Türkiye Büyük Millet Meclisi’nin hemen yanı başında, Cemal Süreya Parkı günlerdir alışılmadık bir kalabalığa ev sahipliği yapıyor. Parkta geceyi geçirenler, slogan atmıyor, dikkat çekici bir eylem dili kullanmıyor. Onlar, toprağını ve zeytinliğini savunmaya gelen köylüler. Muğla başta olmak üzere ülkenin dört bir yanından gelen yurttaşlar, meclis gündemine alınan torba yasa teklifine karşı seslerini duyurmaya çalışıyor. Söz konusu yasa teklifi, zeytinlik alanları maden işletmeciliğine açmayı öngörüyor. Birkaç teknik düzenlemenin satır aralarına sıkıştırılan bu değişiklik, yalnızca tarım değil, bir yaşam biçimi için de alarm niteliği taşıyor. Türkiye’nin Ege ve Akdeniz kuşağında yüzlerce yıldır süregelen zeytincilik kültürü, bu yasa geçerse geri dönüşsüz biçimde zarar görecek.
Köylüler bu tehdidi görüyor. “Toprağımızı maden var diye talan edecekler” diyen bir Milaslı kadın hemşehrimiz, sadece ekonomik bir kaybı değil, yerinden edilmeyi, köylerinin boşalmasını, geleneklerinin silinmesini anlatıyor. Devamında şu cümle geliyor: “40 köyü yok edecekler. Türkiye’yi yok edecekler. Ege, turizm, zeytin, bal, bahçe, incir, meyve olmazsa Türkiye olmaz.” İfade etmek gerekir, bu sözlerde abartı değil, haklı bir kaygıyı içeriyor. Zeytin başta olmak üzere sayılan ürünlerin her biri, bu ülkenin hem ekonomik hem kültürel omurgasında yer alıyor. Günlerdir gündüzünü gecesini Cemal Süreya Parkı’nda geçiren yurttaşların çoğu kadınlardan oluşuyor.

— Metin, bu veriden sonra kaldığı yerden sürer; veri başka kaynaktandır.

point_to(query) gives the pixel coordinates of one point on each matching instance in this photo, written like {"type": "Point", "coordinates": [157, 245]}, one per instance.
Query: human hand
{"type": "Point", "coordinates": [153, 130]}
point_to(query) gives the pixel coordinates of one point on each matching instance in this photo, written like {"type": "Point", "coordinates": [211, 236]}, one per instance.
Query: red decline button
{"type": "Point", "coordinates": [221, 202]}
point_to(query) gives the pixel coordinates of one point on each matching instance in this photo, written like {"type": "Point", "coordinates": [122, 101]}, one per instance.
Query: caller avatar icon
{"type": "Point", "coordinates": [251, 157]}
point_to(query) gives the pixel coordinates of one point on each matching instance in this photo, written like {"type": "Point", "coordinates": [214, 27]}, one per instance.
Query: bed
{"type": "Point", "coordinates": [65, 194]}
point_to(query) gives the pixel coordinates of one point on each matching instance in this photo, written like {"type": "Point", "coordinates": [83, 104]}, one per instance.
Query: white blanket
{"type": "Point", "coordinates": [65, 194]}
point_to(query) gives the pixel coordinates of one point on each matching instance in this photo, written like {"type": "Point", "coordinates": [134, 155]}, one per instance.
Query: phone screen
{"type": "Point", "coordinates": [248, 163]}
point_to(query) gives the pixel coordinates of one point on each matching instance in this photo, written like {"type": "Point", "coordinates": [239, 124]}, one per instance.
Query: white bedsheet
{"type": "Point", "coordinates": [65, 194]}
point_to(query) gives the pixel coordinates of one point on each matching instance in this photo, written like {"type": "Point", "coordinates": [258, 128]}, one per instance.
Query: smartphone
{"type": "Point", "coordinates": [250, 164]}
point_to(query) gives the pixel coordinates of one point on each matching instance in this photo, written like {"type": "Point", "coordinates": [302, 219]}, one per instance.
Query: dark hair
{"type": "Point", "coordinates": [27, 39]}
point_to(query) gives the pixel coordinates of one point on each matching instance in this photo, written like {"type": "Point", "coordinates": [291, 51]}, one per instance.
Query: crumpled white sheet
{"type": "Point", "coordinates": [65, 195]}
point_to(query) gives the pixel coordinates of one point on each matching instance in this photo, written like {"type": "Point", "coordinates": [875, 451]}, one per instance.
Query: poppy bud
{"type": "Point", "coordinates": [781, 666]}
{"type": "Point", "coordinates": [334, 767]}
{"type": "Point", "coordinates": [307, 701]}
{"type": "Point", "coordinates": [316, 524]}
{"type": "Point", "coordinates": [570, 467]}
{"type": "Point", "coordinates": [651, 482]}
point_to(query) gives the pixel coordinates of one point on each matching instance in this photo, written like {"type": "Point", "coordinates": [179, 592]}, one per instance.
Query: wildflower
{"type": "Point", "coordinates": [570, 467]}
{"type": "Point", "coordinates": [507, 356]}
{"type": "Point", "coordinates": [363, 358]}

Yaşamı boyunca bağında, bahçesinde, zeytinliğinde olan, Ankara’nın yolunu bilmeyen bu kadınlar şimdi zeytinlikler ve ormanlar üzerinden sürdürülen mücadelede en öndeler. Hem doğaya hem hayata dair bilgileriyle, bu süreci yalnızca ‘karşı çıkmak’la sınırlı olmayan bir farkındalıkla yürütüyorlar. Bu kadınlara ülkenin her yerinden, ötesinde yurt dışından destek yağıyor.
Bir değişiklik olmazsa (!) zeytincilik yasası Salı günü (yarın) mecliste görüşülecek. Yasa teklifinin meclis gündemine alınmasıyla birlikte CHP’ye de çağrı yapıldı. Milas basınından ve çevreci gruplardan gelen bu çağrıda, CHP’ye açık bir davet yapıldı. İl başkanları, ilçe örgütleri, belediye başkanları, belediye meclis üyelerinin, kent konseylerinin meclise gelmeleri, zeytinliklerin yanında durmaları çağrısı yapıldı.
Daha öncede birkaç yazıda ifade ettik. Torba yasa ile yaşanan süreçte asıl mesele, Türkiye’nin kalkınma modeli ile ilgili. Ortada bir tercih sorunu var ve soru şu: Madencilikten kısa vadeli gelir beklentisiyle mi devam edilecek, yoksa doğayla uyumlu bir üretim biçimini mi koruyacak? Bu soru artık yalnızca çevrecilerin ya da köylülerin meselesi değil; toplumun tüm kesimlerini ilgilendiren bir yönetsel tercih haline gelmiş durumda.
Bugün zeytinliklerin sessiz nöbetinde olanlar, yalnızca kendi toprakları için değil, gelecekte yaşanabilir bir ülke isteyen herkes için oradalar. Onların sessizliği, aslında yüksek sesle sorulmuş bir sorudur: “Bir ülke, kendi ağacını, kendi toprağını, kendi belleğini göz göre göre terk edebilir mi?” Bu sorunun yanıtı, torba yasa Meclis’ten geçerken yalnızca milletvekillerinin oylamasında değil, hepimizin vicdanında şekillenecek.